Another site to turn to is Indeed.com. You can sign up for email alerts to see when new animation internships are posted. You can also search by location, which is a real time saver if you need to be somewhere specific.
A quick search reveals results like:
- 2D Animation Intern: Flash Animator for Feldspar Studios
- Animation and Illustration Intern for TrintMe
And these are just a few of the options from pages of results.
Indeed.com also gives you the option to upload your resume to the site, so employers can “find you.”
When you apply through Indeed, you have the opportunity to upload a resume and type a cover letter. Different studios will ask for different submission criteria, so be prepared with a reel and a portfolio, too.
Yes, Google made the 101 guide. 101 guides are supposed to cover the basics, even when the “basics” include the search engine you might have used to find this article…

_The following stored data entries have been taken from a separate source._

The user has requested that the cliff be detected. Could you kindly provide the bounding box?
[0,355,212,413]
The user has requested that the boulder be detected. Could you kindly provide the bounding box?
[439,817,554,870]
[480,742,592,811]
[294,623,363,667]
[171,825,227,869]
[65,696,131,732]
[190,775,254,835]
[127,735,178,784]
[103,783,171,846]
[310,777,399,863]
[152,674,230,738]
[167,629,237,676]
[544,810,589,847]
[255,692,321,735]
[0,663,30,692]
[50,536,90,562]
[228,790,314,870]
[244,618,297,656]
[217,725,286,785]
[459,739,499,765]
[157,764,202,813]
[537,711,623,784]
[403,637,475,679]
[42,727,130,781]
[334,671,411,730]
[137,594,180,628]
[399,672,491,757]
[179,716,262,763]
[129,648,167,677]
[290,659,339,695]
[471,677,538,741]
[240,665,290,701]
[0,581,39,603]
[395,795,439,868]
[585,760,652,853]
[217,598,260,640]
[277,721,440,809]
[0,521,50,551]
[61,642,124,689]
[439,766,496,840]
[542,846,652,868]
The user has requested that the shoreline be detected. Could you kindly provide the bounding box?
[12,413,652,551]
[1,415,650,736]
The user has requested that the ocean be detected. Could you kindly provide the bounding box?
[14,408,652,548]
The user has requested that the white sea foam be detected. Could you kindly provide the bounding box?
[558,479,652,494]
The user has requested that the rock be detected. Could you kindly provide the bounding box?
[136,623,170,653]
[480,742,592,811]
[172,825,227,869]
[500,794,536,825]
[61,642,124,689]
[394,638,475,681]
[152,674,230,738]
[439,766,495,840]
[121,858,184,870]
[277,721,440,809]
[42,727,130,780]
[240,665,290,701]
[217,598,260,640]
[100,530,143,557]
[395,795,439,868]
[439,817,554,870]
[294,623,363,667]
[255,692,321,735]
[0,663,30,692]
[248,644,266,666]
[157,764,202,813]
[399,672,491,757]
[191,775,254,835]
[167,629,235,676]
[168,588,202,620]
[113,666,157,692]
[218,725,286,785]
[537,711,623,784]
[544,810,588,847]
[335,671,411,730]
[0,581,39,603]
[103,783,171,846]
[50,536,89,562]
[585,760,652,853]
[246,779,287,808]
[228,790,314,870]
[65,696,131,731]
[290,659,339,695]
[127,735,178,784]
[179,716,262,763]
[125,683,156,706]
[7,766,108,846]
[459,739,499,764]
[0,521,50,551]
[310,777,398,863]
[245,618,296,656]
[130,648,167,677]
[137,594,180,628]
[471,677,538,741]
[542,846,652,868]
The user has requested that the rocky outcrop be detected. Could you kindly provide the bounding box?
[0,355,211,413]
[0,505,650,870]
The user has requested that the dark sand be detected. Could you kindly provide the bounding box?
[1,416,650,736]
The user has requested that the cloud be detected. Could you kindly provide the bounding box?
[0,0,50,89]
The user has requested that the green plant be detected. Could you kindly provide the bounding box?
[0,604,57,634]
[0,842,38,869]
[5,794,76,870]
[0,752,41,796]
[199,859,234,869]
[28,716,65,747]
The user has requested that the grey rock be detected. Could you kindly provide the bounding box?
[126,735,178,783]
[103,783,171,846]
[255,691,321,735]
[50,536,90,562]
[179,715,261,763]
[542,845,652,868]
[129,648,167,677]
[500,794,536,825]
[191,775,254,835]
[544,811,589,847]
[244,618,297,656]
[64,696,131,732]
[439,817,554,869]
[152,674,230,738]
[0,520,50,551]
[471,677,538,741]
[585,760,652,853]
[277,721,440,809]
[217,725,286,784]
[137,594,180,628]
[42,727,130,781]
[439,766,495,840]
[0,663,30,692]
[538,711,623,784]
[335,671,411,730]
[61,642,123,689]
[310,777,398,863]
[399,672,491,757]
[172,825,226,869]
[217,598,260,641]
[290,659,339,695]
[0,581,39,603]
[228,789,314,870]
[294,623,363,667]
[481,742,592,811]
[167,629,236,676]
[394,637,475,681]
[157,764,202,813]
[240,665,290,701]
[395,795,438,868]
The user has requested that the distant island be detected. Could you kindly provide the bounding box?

Anyway, we’re not sure when it was instituted, but Google has a handy way to show results for a simple internship search. Look what happens when you search “animation internships.”
Google now pulls job postings (and in our case, internship postings) from all over the web into one place. For now, this feature is only available in the United States. But it makes it easy to browse quick facts about the internships, and provides a convenient link to the main site, where you can actually apply.

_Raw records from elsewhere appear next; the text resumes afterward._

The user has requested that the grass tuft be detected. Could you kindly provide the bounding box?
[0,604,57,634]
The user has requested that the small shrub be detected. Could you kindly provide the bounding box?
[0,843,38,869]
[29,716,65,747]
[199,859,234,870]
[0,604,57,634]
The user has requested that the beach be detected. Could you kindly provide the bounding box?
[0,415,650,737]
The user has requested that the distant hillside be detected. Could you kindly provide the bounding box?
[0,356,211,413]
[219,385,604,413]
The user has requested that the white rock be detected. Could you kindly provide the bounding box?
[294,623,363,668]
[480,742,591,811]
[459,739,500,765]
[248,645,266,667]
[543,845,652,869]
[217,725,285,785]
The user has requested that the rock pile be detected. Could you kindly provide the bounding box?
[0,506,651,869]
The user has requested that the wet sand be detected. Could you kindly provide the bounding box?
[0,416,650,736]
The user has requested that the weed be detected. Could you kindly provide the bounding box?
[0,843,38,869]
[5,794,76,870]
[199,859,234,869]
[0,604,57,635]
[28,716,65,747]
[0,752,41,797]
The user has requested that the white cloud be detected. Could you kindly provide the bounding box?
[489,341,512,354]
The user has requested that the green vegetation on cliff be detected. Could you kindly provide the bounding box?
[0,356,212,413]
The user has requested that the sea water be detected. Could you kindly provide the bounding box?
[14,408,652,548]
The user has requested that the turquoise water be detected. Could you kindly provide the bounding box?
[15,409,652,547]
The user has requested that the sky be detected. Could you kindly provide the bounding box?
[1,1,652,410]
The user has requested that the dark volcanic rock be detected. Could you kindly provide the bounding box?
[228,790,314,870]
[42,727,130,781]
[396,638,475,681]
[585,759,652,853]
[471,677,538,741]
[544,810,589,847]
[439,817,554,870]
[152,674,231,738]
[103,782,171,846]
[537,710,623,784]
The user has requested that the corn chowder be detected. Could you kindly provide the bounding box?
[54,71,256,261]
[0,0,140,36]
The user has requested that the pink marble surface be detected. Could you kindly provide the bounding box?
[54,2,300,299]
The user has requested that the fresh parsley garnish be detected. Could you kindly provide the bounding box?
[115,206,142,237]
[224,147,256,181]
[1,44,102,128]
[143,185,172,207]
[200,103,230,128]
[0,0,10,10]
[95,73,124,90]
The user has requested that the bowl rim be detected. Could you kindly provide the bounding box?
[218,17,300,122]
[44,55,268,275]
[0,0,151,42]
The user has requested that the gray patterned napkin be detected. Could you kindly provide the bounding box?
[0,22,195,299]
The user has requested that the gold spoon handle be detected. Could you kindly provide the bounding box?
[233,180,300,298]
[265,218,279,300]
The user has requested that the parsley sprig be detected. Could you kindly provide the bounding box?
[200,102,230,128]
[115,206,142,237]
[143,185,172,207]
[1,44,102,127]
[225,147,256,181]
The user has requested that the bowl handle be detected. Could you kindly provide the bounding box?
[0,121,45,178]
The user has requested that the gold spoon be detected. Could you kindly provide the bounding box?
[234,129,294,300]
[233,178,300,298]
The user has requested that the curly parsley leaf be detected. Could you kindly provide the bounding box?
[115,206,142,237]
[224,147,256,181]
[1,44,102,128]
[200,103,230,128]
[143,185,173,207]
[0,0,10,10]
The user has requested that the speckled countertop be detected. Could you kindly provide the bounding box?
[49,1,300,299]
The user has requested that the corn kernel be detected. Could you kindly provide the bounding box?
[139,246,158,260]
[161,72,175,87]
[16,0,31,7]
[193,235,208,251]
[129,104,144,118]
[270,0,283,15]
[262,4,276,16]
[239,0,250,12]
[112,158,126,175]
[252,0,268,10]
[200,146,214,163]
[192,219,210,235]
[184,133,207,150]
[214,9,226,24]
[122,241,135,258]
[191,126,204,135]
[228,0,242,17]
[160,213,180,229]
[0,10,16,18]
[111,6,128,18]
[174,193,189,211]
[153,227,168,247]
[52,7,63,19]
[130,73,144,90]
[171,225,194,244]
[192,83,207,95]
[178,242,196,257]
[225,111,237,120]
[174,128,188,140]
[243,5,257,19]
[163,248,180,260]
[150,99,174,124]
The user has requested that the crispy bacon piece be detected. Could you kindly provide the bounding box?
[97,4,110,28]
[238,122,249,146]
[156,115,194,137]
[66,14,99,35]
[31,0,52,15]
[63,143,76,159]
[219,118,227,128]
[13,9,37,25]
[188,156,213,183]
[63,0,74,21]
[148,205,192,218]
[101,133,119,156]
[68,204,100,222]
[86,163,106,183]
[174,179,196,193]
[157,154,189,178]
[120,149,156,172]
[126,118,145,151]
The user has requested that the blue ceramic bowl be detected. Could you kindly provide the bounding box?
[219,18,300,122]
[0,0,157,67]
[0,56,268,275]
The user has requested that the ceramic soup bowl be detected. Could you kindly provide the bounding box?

So, using Google certainly isn’t revolutionary, but this new Google Search feature will atleast make your internship search a bit easier. It will show jobs from Facebook, LinkedIn, Careerbuilder, Glassdoor, Monster, and many more.
What to Consider?
There are two strategies at play here, and it’s important that we talk about each one.
Strategy number one: Applying to internships take time. There are hundreds of internship opportunities out there. To maximize your chances of landing an internship, you’re going to want to apply to as many of those puppies as you can.
Streamlining the application process is important. Sending out your application is important.
But here’s strategy number two: Obviously customize your cover letter to every business. But you should also customize your resume.
It won’t matter how many resumes and cover letters you send out if none of them focus on what you can bring to each specific company and what the company wants in a candidate.
Be careful in balancing the workload. Take the time to tailor each submission to the company you’re sending it to. You’re bound to see better results if your submission speaks directly to them. It’s easier than you think to spot a generic submission.
The people considering your applications will be able to tell if that cover letter is the same one you’ve sent a hundred times to every internship opportunity on the web.
Take the time to tailor your message for each company. Take the time to stand out. You don’t need to start from scratch each time, but build a template you can use that gives you serious space for personalization.
Remember that your unique flavor is one of the best things you can offer this world. Let it show up when you apply. Standing out is hugely important. Competition will be stiff. Don’t get caught up in “playing it safe.” That’s what everyone will do. Take risks. Go for the big fish. Be yourself. And good luck.